To illustrate, let us generate a vector of 1,000 observations from a set of colors.

``````set.seed(1)
Color <- sample(x = c("Red", "Blue", "Green", "Yellow"),
size = 1000,
replace = TRUE)
Color <- factor(Color)
``````

We can observe each of the characteristics of `Color` listed above:

``````#* 1. It is stored internally as an `integer` vector
typeof(Color)
``````
``````[1] "integer"
``````
``````#* 2. It maintains a `levels` attribute the shows the character representation of the values.
#* 3. Its class is stored as `factor`
attributes(Color)
``````
``````\$levels
[1] "Blue"   "Green"  "Red"    "Yellow"

\$class
[1] "factor"
``````

The primary advantage of a factor object is efficiency in data storage. An integer requires less memory to store than a character. Such efficiency was highly desirable when many computers had much more limited resources than current machines (for a more detailed history of the motivations behind using factors, see `stringsAsFactors`: an Unauthorized Biography). The difference in memory use can be seen even in our `Color` object. As you can see, storing `Color` as a character requires about 1.7 times as much memory as the factor object.

``````#* Amount of memory required to store Color as a factor.
object.size(Color)
``````
``````4624 bytes
``````
``````#* Amount of memory required to store Color as a character
object.size(as.character(Color))
``````
``````8232 bytes
``````

# Mapping the integer to the level

While the internal computation of factors sees the object as an integer, the desired representation for human consumption is the character level. For example,

``````head(Color)
``````
``````[1] Blue   Blue   Green  Yellow Red    Yellow
Levels: Blue Green Red Yellow
``````

is a easier for human comprehension than

``````head(as.numeric(Color))
``````
``````[1] 1 1 2 4 3 4
``````

An approximate illustration of how R goes about matching the character representation to the internal integer value is:

``````head(levels(Color)[as.numeric(Color)])
``````
``````[1] "Blue"   "Blue"   "Green"  "Yellow" "Red"    "Yellow"
``````

Compare these results to

``````head(Color)
``````
``````[1] Blue   Blue   Green  Yellow Red    Yellow
Levels: Blue Green Red Yellow
``````

# Modern use of factors

In 2007, R introduced a hashing method for characters the reduced the memory burden of character vectors (ref: `stringsAsFactors`: an Unauthorized Biography).
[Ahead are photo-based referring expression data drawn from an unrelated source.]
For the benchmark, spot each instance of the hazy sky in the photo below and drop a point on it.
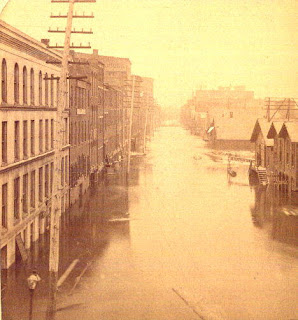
(184, 44)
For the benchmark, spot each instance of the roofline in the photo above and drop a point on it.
(27, 38)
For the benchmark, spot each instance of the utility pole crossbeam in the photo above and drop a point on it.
(76, 1)
(72, 31)
(72, 46)
(69, 62)
(74, 16)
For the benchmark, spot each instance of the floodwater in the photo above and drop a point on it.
(177, 240)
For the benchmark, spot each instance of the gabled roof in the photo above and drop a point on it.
(289, 129)
(274, 129)
(261, 126)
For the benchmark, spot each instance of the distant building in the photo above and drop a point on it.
(287, 150)
(86, 123)
(225, 117)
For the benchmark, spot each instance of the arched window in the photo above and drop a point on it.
(46, 90)
(32, 87)
(25, 85)
(52, 90)
(57, 88)
(4, 81)
(40, 87)
(16, 83)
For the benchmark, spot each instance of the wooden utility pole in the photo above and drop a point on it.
(146, 122)
(58, 147)
(130, 122)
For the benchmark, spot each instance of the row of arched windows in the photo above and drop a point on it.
(48, 99)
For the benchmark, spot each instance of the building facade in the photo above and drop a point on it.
(29, 100)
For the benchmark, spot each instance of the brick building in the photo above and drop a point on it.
(29, 99)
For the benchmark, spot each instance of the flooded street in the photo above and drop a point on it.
(175, 241)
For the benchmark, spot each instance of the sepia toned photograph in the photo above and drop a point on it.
(149, 159)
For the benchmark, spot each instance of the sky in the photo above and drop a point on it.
(184, 45)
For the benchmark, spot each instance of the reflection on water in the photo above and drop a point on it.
(270, 212)
(178, 224)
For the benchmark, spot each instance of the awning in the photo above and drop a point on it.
(210, 129)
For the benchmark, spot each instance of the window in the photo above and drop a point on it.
(66, 169)
(4, 205)
(16, 140)
(16, 83)
(32, 87)
(65, 133)
(58, 86)
(46, 181)
(52, 90)
(16, 198)
(4, 81)
(25, 139)
(52, 133)
(32, 137)
(40, 182)
(40, 87)
(32, 189)
(46, 90)
(40, 136)
(52, 176)
(25, 193)
(4, 142)
(25, 85)
(47, 134)
(62, 171)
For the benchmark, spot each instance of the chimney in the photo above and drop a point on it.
(46, 42)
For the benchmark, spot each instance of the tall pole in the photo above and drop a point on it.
(130, 122)
(58, 145)
(145, 129)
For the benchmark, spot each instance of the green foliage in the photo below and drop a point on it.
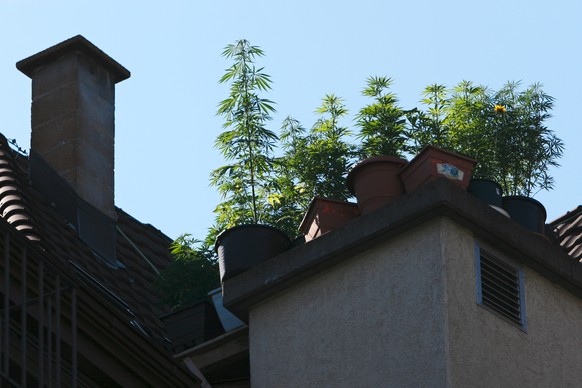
(430, 126)
(245, 141)
(503, 130)
(523, 147)
(318, 160)
(192, 273)
(382, 123)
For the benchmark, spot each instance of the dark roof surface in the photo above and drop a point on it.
(142, 250)
(568, 230)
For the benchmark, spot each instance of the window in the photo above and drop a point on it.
(500, 287)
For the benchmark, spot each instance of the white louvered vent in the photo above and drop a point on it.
(500, 288)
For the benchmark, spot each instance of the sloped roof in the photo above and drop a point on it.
(568, 231)
(142, 250)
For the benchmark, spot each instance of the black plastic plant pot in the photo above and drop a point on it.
(245, 246)
(527, 212)
(487, 191)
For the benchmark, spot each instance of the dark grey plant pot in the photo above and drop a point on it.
(245, 246)
(192, 325)
(527, 212)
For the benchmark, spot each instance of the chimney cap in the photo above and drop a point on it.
(80, 43)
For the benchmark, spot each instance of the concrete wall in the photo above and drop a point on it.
(405, 314)
(374, 321)
(486, 351)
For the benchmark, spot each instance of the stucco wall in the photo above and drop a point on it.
(486, 351)
(374, 321)
(405, 314)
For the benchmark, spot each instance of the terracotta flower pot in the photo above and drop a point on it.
(326, 214)
(432, 163)
(375, 182)
(245, 246)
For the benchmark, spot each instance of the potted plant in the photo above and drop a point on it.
(505, 132)
(244, 183)
(525, 150)
(433, 136)
(311, 173)
(374, 180)
(324, 215)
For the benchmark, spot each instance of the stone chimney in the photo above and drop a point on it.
(73, 124)
(72, 141)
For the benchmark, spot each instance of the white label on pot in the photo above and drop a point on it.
(450, 171)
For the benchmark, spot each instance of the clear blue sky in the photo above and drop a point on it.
(165, 113)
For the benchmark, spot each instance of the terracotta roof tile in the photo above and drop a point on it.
(142, 250)
(568, 230)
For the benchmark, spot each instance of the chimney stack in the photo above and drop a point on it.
(73, 123)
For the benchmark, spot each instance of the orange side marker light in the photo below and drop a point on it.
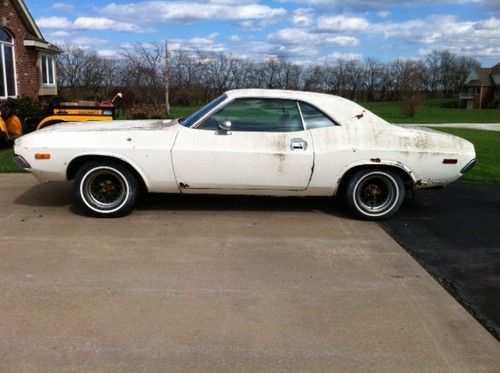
(41, 156)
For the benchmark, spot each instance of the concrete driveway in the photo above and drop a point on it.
(205, 283)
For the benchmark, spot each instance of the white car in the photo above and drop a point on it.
(256, 142)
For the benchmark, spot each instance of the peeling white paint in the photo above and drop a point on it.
(166, 154)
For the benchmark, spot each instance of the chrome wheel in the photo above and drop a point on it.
(105, 189)
(375, 193)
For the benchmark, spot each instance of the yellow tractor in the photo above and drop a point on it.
(11, 126)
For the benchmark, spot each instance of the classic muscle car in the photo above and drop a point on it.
(256, 142)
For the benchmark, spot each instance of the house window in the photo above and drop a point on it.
(48, 70)
(7, 65)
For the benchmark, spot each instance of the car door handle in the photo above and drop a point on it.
(298, 144)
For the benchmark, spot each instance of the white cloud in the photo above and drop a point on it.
(473, 38)
(384, 13)
(63, 6)
(152, 12)
(108, 53)
(303, 17)
(296, 36)
(342, 23)
(87, 23)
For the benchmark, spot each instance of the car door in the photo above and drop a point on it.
(267, 148)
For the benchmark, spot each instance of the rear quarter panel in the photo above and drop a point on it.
(419, 153)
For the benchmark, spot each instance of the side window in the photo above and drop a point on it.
(257, 115)
(7, 63)
(314, 118)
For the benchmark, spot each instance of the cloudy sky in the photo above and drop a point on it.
(301, 30)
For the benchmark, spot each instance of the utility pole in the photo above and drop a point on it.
(167, 78)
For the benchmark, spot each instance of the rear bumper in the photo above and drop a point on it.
(469, 166)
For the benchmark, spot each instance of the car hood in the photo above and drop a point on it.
(116, 125)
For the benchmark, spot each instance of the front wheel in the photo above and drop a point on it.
(106, 189)
(374, 194)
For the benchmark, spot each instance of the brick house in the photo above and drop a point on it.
(482, 88)
(27, 60)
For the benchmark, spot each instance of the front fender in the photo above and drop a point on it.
(108, 155)
(377, 162)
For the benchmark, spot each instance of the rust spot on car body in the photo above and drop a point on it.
(359, 116)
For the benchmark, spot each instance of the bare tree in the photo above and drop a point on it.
(411, 86)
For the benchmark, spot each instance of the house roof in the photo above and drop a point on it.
(33, 37)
Take note that when we determined that characters require 1.7 times more storage space than factors, that was calculated in a recent version of R, meaning that the memory use of character vectors was even more taxing before 2007.

Owing to the hashing method in modern R and to far greater memory resources in modern computers, the issue of memory efficiency in storing character values has been reduced to a very small concern. The prevailing attitude in the R Community is a preference for character vectors over factors in most situations. The primary causes for the shift away from factors are

1. The increase of unstructured and/or loosely controlled character data
2. The tendency of factors to not behave as desired when the user forgets she is dealing with a factor and not a character

In the first case, it makes no sense to store free text or open response fields as factors, as there will unlikely be any pattern that allows for more than one observation per level. Alternatively, if the data structure is not carefully controlled, it is possible to get multiple levels that correspond to the same category (such as "blue", "Blue", and "BLUE"). In such cases, many prefer to manage these discrepancies as characters prior to converting to a factor (if conversion takes place at all).

In the second case, if the user thinks she is working with a character vector, certain methods may not respond as anticipated. This basic understanding can lead to confusion and frustration while trying to debug scripts and codes. While, strictly speaking, this may be considered the fault of the user, most users are happy to avoid using factors and avoid these situations altogether.